Viral Acharya and Bruce Tuckman write on the moral hazard of lender of last resort facilities and the adverse consequences they are likely to have on financial stability, and propose a variety of remedies. It’s high time this issue was carefully addressed by academics, so I’m very pleased to see this paper.

I do have one quibble with the paper, however. It presents the lender of last resort as designed to support banks through crises by supporting the value of long-term, illiquid assets. I think the constraints of the theory here are undermining our discussion of what a lender of last resort should do. Bagehot’s lender of last resort lent mostly against 3 month paper — it might have been possible for one-year paper to be discounted by the lender of last resort in 19th c. Britain, but lending against “long-term” assets was unthinkable at the time.
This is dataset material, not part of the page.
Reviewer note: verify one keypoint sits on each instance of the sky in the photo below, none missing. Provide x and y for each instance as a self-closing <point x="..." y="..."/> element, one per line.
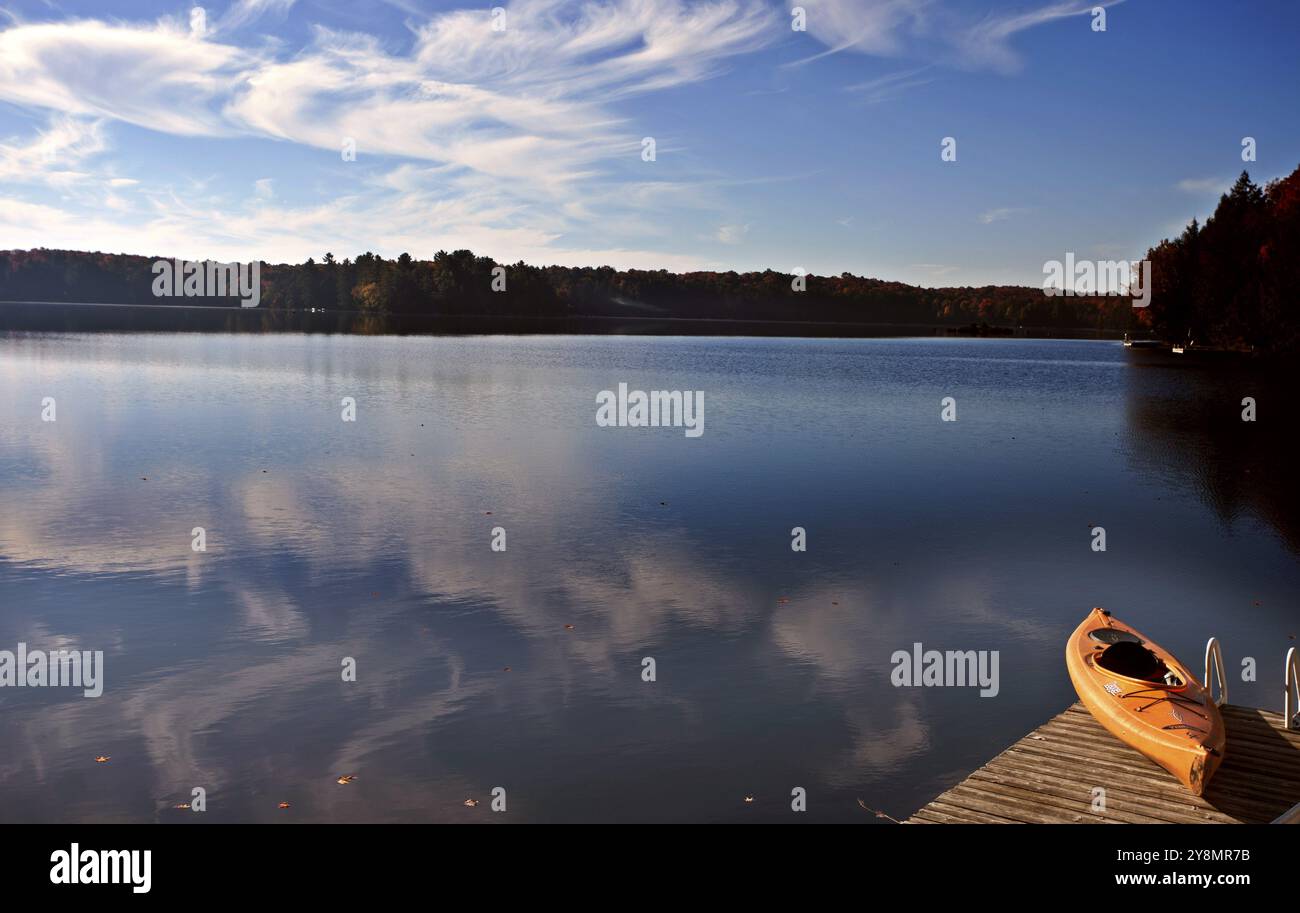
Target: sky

In my view, models should evaluate short-term, medium-term and long-term assets. And it is open to question whether the lender of last resort should be providing any support to assets that are truly long-term — that is, in excess of three or five years — with the exception of Treasuries. After all it’s from clear that financial intermediaries should be carrying long-term assets (other than Treasuries) on their balance sheets at all, except in the trading book — which should be managed so that the banks don’t need access to a lender of last resort under any circumstances.

This view is a very different model of the financial system than the one we have, but I’m not sure there’s any way to stabilize the one we have for the reasons presented in Acharya and Tuckman together with the fact that the longer one goes, the harder it is to establish the value of any asset.